İyi ama Bulgar bunu uygulamıyor ve 2-3 sene sonra 1912-1913’te Rusya’nın desteğini arkasına alarak toplayarak dört balkan devletini Yunanistan, Karadağ, Sırbistan ve kendisi dört devlet Osmanlı’ya harp ilan ediliyor. Onun akabinde de 1. Dünya Savaşı da başlıyor. Esas ondan sonra ateş çemberi başlıyor Rodoplarla Kırcaali. 1913 yılında Bulgar desteğini de alan bir takım çeteciler dağ köyü Kırcaali’de bütün köyün erkeklerini toplayıp bir samanlıkta yakıyor ve yakılanların içerisinde benim daha sonra işkence gördüğüm yerlerden Belene Kampından arkadaşımın dedesi de var.
Bulgar hükümeti kışla yaptırıyor lider olan Türkleri erkekleri orada parasız çalıştırıyor, işkence yapıyorlar. Mesela benim babamı işçi olarak çalıştırıyorlar. Fırından yeni çıkmış tuğlaları sıcak bir şekilde sırtlarında taşıtmışlar. Zaten bir insanın taşıyacağının çok çok üstünde yük veriyorlarmış.

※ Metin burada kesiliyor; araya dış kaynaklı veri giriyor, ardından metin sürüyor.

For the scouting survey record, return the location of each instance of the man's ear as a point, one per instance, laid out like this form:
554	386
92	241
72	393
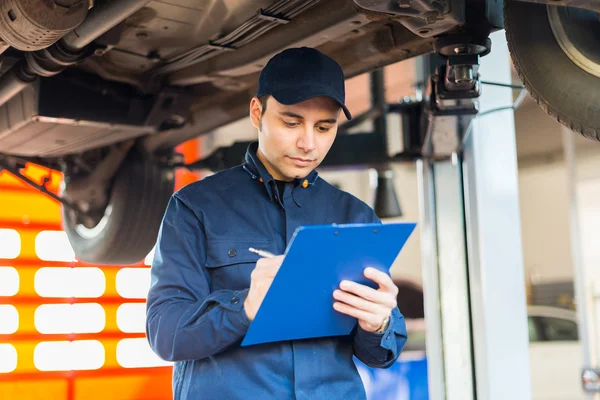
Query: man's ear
255	112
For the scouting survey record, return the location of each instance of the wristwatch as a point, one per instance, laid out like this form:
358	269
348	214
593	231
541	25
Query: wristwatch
384	325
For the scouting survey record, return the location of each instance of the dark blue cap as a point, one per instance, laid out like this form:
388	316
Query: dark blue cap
298	74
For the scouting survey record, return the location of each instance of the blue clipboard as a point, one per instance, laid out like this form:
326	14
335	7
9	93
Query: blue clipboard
299	303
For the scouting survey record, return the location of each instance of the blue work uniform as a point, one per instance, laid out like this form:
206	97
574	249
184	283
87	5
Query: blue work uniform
201	276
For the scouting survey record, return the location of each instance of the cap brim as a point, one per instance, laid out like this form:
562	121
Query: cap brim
294	95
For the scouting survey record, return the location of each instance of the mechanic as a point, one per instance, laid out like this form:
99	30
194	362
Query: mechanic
206	286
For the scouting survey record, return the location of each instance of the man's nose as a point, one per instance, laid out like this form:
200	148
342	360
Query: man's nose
306	142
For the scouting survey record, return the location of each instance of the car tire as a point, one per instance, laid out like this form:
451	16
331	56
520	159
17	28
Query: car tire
553	76
127	233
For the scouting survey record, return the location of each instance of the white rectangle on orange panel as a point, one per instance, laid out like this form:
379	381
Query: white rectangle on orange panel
9	281
54	246
8	358
131	317
10	243
9	319
136	353
70	318
66	356
81	282
133	283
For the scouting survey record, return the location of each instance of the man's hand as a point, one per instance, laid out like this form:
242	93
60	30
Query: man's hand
260	281
370	306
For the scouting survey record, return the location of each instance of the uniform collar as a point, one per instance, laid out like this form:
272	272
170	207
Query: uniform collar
257	171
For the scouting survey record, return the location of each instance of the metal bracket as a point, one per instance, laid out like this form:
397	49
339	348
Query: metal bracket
271	18
12	167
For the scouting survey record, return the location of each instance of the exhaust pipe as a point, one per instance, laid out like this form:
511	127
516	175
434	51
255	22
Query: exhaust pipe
67	51
104	16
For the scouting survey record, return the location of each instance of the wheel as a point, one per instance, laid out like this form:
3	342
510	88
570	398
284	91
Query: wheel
128	230
556	52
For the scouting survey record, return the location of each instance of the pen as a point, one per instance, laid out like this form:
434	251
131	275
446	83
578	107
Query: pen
262	253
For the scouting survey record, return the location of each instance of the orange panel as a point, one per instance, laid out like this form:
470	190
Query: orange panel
33	389
140	386
29	212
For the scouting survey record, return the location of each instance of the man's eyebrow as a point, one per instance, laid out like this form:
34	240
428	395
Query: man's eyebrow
294	115
328	121
291	114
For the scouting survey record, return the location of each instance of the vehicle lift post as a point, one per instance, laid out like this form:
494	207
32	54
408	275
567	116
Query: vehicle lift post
473	273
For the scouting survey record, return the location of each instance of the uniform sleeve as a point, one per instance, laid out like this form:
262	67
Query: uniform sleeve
380	350
184	319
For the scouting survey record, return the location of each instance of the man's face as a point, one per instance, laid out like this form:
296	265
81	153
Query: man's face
294	140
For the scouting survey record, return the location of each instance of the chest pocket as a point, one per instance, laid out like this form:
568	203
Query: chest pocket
230	263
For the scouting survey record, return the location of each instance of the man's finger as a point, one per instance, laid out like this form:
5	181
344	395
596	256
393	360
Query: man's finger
382	279
366	292
361	315
358	302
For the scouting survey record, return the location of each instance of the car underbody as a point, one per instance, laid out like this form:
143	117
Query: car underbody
96	87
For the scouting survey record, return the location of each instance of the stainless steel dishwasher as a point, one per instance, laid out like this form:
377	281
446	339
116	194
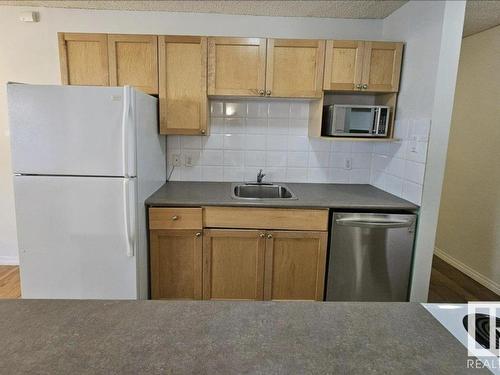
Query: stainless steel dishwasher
370	257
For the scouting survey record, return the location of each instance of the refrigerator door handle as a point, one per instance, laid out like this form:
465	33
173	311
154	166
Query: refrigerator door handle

Biz de tabii bu yaşananları görüyoruz ve bir şeyler yapmak istiyoruz. Benim asıl görevim sağlık memurluğu. Köylerde görev yaptım ve çok fazla da çevrem vardı. Bize yapılan zulme başkaldırdık ve arkamıza da 2 bin 3 bin kişi alarak Türk Konsolosluğu önünde mitingi düzenledik. Bize dışarıdan yardımcı olan arkadaşlar sayesinde medyaya da haber verdik ki sesimizi tüm Dünya duysun diye. Ama bizim mitingimize Bulgar Polisi çok sert tepki verdi, herkesi dağıttılar ve hemen hemen mitinge katılan herkes tutuklandı. Hatta karakollar almadı, okullara götürdüler tutuklananları.
İşi organize edenlerden biri de ben olduğum için Burgas emniyetinde 4 ay çeşitli işkencelerle sorgulamadan geçtim. Daha sonra benimle birlikte 7 kişiyi Belene kampına gönderdiler. Ben sorguya girmeden önce 100 kiloydum. Sorgudan sonra 40 kiloya kadar düştüm. Belene’ye giderken de fenalaştım cezaevi aracında. Yol kenarında karlı derenin içine kafamı sokarak beni kendime getirdiler sonra yola yine devam ettik.
Belene Kampına vardığımızda benim tutuklandığımı bilen bazı arkadaşlar beni bana soruyor. Beni tanıyamıyorlar. Çünkü işkencelerden tanınmayacak haldeydim. Orada Türkçe konuşursak ayrıca ceza hücrelerine koyuyorlardı. Beni ve 4 arkadaşımı 2 ay kadar o ceza hücrelerine kapattılar. Hücrelerin içinde kedi kadar kanal fareleriyle kaldık. Bazen kulaklarımız burunlarımızın kemirildiği de oldu.
Bize Belene Kampında verdikleri çorbalar hep domuz kuyruğu, domuz kulakları ve tırnaklarından yapılıyordu. Çorbanın içi domuz kılları doluydu. Ama aç ölmemek için yerdik.
Bize sürekli olarak işkenceler yapıyorlardı ve Bulgarlığı Hristiyanlığı seçmemiz halinde işkenceleri bırakıp bizi serbest bırakacaklarını söylüyorlardı. Ama biz Ne Türklüğümüzü ne de Müslümanlığımızı özgürlüğümüze değişmedik.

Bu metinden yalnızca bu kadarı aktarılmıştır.